An open railroad car of mass 2449 kg is coasting with an initial speed of 17 m/s on a frictionless, horizontal track. It is raining, and water begins to accumulate in the car. After some time, it is found that the speed of the car is only 10 m/s. How much water (in kilograms) has accumulated in the car?
2449*17=(2449+massrain)10
solve for mass of rain.
To determine the amount of water accumulated in the car, we need to use the principle of conservation of momentum.
The initial momentum of the system, consisting of the railroad car and the rainwater, is given by the mass of the car multiplied by its initial velocity:
Initial momentum = (mass of car) × (initial velocity of car)
The final momentum of the system is given by the mass of the car, including the accumulated water, multiplied by its final velocity:
Final momentum = (mass of car + mass of water) × (final velocity of car)
According to the principle of conservation of momentum, the initial momentum of the system is equal to the final momentum of the system. Therefore, we can set up the equation:
(mass of car) × (initial velocity of car) = (mass of car + mass of water) × (final velocity of car)

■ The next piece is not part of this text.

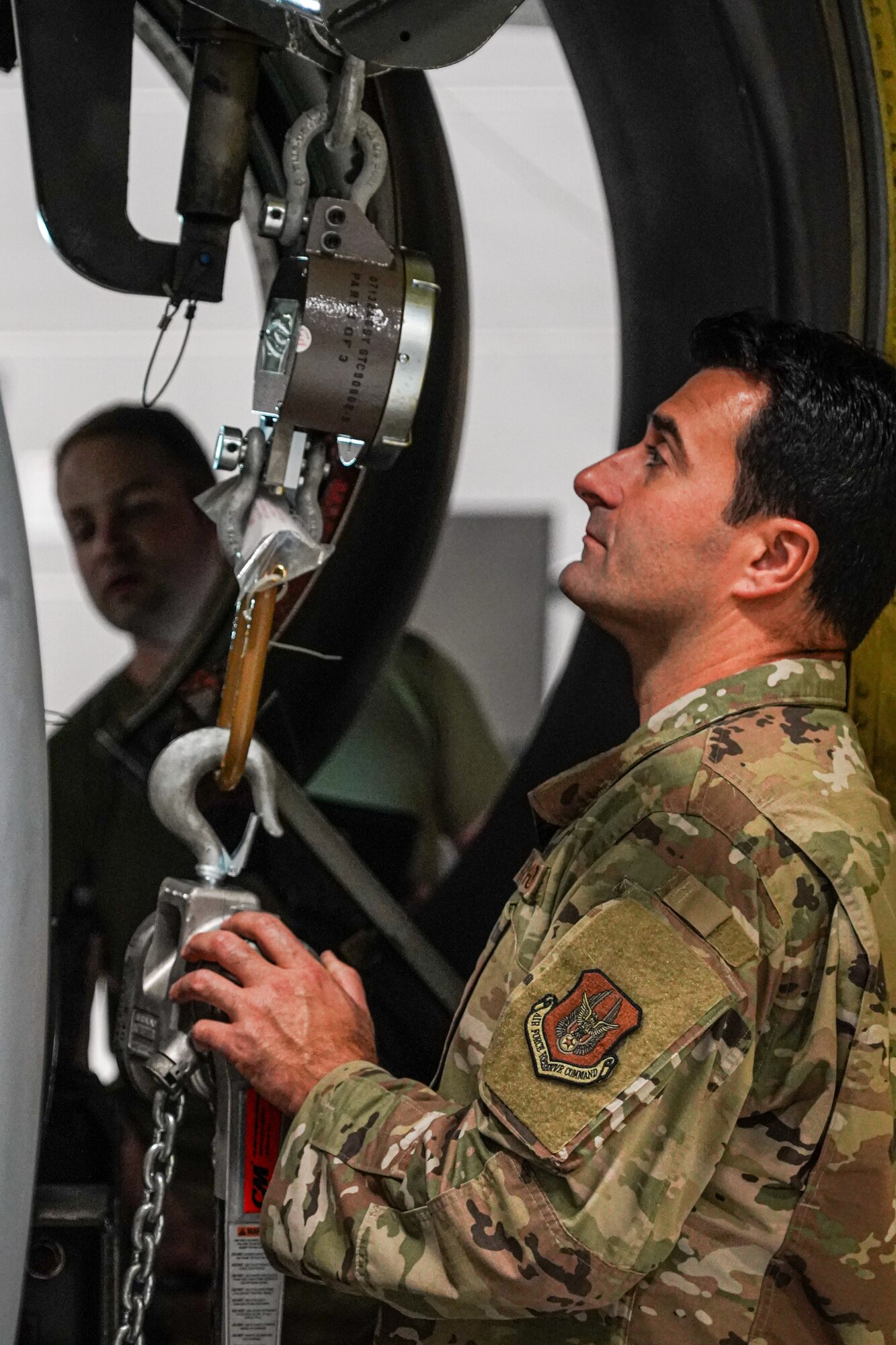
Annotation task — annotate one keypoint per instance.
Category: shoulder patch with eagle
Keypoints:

Substituting the given values into the equation, we have:
2449 kg × 17 m/s = (2449 kg + mass of water) × 10 m/s
To solve for the mass of water, we can rearrange the equation:
mass of water = (2449 kg × 17 m/s - 2449 kg × 10 m/s) / 10 m/s
mass of water = (2449 kg × (17 m/s - 10 m/s)) / 10 m/s
mass of water = (2449 kg × 7 m/s) / 10 m/s
mass of water = 17143 kg·m/s / 10 m/s
mass of water = 1714.3 kg
Therefore, approximately 1714.3 kilograms of water has accumulated in the car.